[Devel] [PATCH RHEL7 COMMIT] ms/KVM: x86: drop TSC offsetting kvm_x86_ops to fix KVM_GET/SET_CLOCK
Konstantin Khorenko
khorenko at virtuozzo.com
Wed Nov 16 04:46:05 PST 2016
The commit is pushed to "branch-rh7-3.10.0-327.36.1.vz7.19.x-ovz" and will appear at https://src.openvz.org/scm/ovz/vzkernel.git
after rh7-3.10.0-327.36.1.vz7.19.9
------>
commit 4e92c1145557efd8aeb0a425b1809e65327de540
Author: Paolo Bonzini <pbonzini at redhat.com>
Date: Wed Nov 16 16:46:04 2016 +0400
ms/KVM: x86: drop TSC offsetting kvm_x86_ops to fix KVM_GET/SET_CLOCK
Since commit a545ab6a0085 ("kvm: x86: add tsc_offset field to struct
kvm_vcpu_arch", 2016-09-07) the offset between host and L1 TSC is
cached and need not be fished out of the VMCS or VMCB. This means
that we can implement adjust_tsc_offset_guest and read_l1_tsc
entirely in generic code.

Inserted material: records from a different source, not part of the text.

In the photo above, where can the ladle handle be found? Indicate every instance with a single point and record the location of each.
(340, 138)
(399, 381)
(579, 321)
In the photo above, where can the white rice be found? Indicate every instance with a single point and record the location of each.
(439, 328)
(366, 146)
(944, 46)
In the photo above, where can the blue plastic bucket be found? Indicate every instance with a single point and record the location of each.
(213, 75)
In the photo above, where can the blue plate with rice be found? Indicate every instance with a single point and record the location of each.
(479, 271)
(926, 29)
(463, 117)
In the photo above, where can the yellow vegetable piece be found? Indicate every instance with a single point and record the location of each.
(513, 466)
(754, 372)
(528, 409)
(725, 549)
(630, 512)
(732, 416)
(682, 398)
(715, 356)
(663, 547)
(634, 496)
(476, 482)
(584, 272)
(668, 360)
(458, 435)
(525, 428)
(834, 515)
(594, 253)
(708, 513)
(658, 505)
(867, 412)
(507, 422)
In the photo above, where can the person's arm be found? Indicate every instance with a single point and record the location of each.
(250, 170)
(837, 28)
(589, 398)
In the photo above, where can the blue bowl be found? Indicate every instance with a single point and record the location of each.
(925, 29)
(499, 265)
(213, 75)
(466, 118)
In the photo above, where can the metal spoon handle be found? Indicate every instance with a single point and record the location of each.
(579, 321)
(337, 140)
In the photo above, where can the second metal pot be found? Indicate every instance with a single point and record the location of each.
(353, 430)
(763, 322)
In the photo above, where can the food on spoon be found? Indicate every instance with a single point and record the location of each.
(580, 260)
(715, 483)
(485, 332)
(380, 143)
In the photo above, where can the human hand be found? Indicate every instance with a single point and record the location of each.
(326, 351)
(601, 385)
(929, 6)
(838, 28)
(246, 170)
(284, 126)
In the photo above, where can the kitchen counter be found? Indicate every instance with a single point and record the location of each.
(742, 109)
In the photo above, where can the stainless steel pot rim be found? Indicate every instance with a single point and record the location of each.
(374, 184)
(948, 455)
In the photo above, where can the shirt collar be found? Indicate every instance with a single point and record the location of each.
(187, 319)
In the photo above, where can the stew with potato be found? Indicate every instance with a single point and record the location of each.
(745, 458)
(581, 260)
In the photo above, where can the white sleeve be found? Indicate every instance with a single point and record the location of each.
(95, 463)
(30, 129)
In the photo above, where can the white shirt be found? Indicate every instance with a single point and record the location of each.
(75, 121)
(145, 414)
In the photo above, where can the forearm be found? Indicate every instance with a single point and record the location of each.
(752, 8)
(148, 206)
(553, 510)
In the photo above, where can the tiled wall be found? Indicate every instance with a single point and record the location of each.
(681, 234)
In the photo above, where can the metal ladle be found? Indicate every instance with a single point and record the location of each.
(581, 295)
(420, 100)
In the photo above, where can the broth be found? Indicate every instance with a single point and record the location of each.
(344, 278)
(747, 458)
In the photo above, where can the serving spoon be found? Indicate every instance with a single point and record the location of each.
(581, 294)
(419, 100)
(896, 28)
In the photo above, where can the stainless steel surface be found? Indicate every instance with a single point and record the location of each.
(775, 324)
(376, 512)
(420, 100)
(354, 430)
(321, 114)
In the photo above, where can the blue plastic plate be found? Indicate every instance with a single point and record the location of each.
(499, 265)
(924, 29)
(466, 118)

The simplification is particularly
significant for VMX code, where vmx->nested.vmcs01_tsc_offset
was duplicating what is now in vcpu->arch.tsc_offset. Therefore
the vmcs01_tsc_offset can be dropped completely.

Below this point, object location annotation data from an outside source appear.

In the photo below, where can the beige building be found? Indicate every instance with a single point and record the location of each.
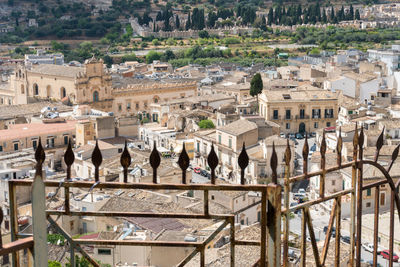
(21, 136)
(300, 110)
(135, 99)
(92, 83)
(288, 72)
(94, 128)
(228, 141)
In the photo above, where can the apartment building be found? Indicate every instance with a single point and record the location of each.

More importantly, this fixes KVM_GET_CLOCK/KVM_SET_CLOCK
which, after commit 108b249c453d ("KVM: x86: introduce get_kvmclock_ns",
2016-09-01) called read_l1_tsc while the VMCS was not loaded.
It thus returned bogus values on Intel CPUs.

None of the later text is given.